The F3 Ranger on the guard shows what it was. A 3 speed. The rear wheel, crank, sprocket, forks are not correct. They made many different models using the F series frames. Cool Score!


----------



## Siestabikes (Feb 26, 2020)

I spent the afternoon fixing and changing things. i robbed the 26" fork from a junk bike because it's a close color, put on a 40t  ring, drilled and tapped the chainring holes, changed the headset cups, and added a tall sissy bar and brake. i dont have chrome wheels yet but it would be nice to keep it a 3 speed but a 5 speed wheel is easier to come by


----------



## Siestabikes (Mar 5, 2020)

For those with skinny tubed frames like my red Ranger above, what cable clamps are you using. i have the small traditional black plastic male/female press fit on hand but would like something that clamps or screws together


----------



## Jaxon (Mar 5, 2020)

Search on Ebay  NOS Huffy Rail Slingshot Muscle Bike Bicycle Brake Shift CABLE CLIPS Clamps  They should work.


----------



## Siestabikes (Mar 6, 2020)

The finished product.
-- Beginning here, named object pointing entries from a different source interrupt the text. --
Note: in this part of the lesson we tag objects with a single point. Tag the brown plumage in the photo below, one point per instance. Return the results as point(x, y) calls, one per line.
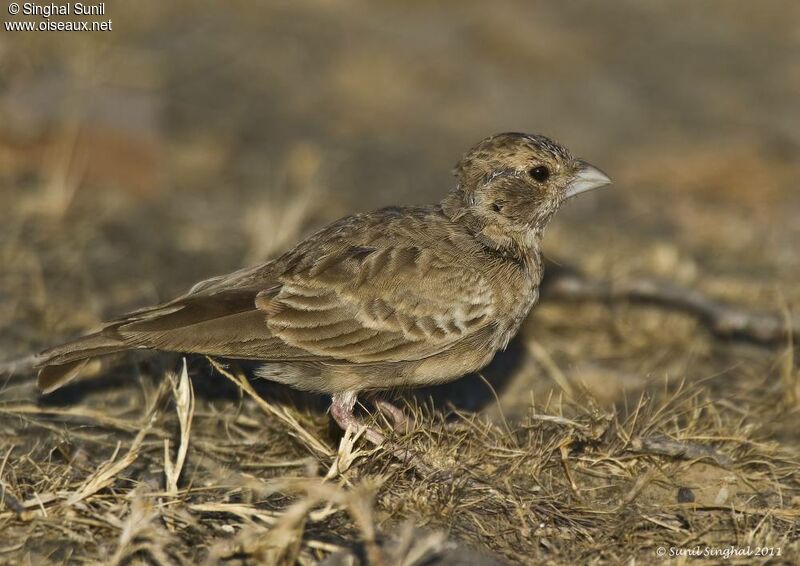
point(402, 296)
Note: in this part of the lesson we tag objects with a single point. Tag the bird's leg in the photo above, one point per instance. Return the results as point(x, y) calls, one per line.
point(399, 419)
point(342, 405)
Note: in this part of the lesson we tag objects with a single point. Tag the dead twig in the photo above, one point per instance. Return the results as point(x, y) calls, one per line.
point(678, 449)
point(722, 319)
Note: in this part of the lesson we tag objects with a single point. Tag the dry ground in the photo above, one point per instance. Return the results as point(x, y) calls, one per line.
point(195, 139)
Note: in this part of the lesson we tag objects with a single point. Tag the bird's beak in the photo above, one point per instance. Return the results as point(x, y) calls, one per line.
point(587, 178)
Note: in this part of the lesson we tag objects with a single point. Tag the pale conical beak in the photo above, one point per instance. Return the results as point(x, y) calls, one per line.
point(587, 178)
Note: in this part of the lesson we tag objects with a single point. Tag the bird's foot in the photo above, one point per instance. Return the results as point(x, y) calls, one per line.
point(342, 406)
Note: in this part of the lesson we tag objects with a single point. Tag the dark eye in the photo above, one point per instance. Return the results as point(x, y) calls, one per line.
point(540, 173)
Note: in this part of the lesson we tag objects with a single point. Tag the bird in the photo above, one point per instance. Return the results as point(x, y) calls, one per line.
point(404, 296)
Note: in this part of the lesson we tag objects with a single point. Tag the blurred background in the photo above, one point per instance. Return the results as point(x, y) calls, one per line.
point(198, 137)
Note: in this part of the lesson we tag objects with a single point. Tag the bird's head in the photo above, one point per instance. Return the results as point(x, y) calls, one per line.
point(513, 183)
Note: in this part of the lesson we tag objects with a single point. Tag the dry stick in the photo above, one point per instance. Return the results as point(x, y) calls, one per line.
point(567, 283)
point(184, 405)
point(722, 319)
point(677, 449)
point(280, 413)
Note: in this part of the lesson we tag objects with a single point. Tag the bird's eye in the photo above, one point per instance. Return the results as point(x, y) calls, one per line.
point(540, 173)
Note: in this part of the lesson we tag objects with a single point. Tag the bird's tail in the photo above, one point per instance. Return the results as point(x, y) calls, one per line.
point(62, 364)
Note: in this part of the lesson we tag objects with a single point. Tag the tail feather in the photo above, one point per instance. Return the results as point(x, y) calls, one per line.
point(64, 363)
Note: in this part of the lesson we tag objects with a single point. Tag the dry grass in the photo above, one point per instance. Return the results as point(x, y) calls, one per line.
point(608, 430)
point(568, 483)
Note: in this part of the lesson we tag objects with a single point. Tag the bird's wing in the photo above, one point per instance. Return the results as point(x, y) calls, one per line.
point(381, 303)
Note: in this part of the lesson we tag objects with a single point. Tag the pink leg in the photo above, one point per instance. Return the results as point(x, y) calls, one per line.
point(342, 411)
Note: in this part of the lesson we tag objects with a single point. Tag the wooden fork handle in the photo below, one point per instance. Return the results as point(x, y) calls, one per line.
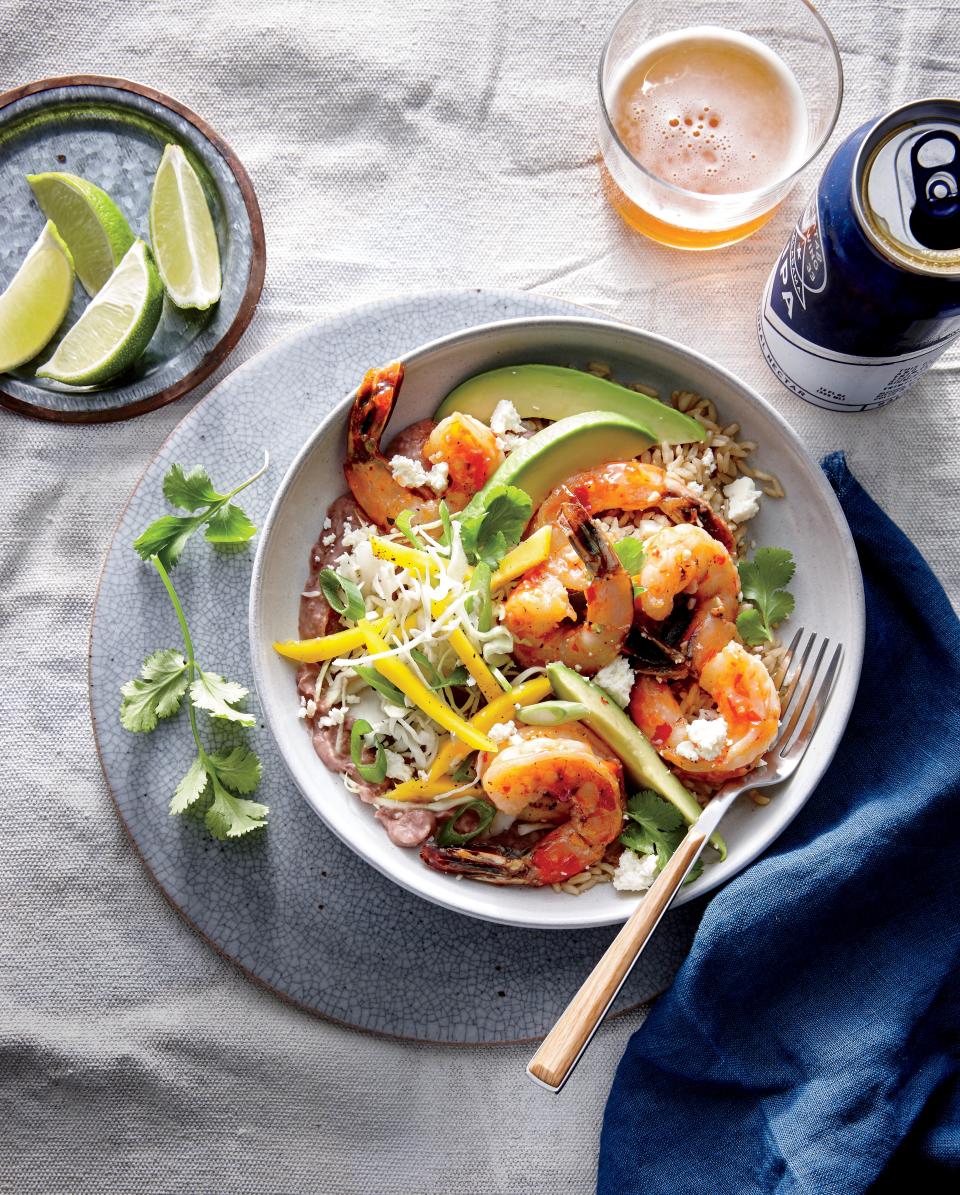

Rides well despite the longer fork and front brake/fender hack


----------



## j69rr (Mar 8, 2020)

Very nice, I always loved the 5 speeds. I like your custom brake on the fork. Is the chain wheel off a multi speed BMX bike?


----------



## Siestabikes (Mar 10, 2020)

thanks j69rr. the chain wheel was the biggest tooth count that would accept a multi speed chain i had. it was in my one piece crank pile so i dont know what it was off. i would have preferred full chrome coloring but the circular black seems to work. i went with a longer crank because the fork was taller and could get away with it


----------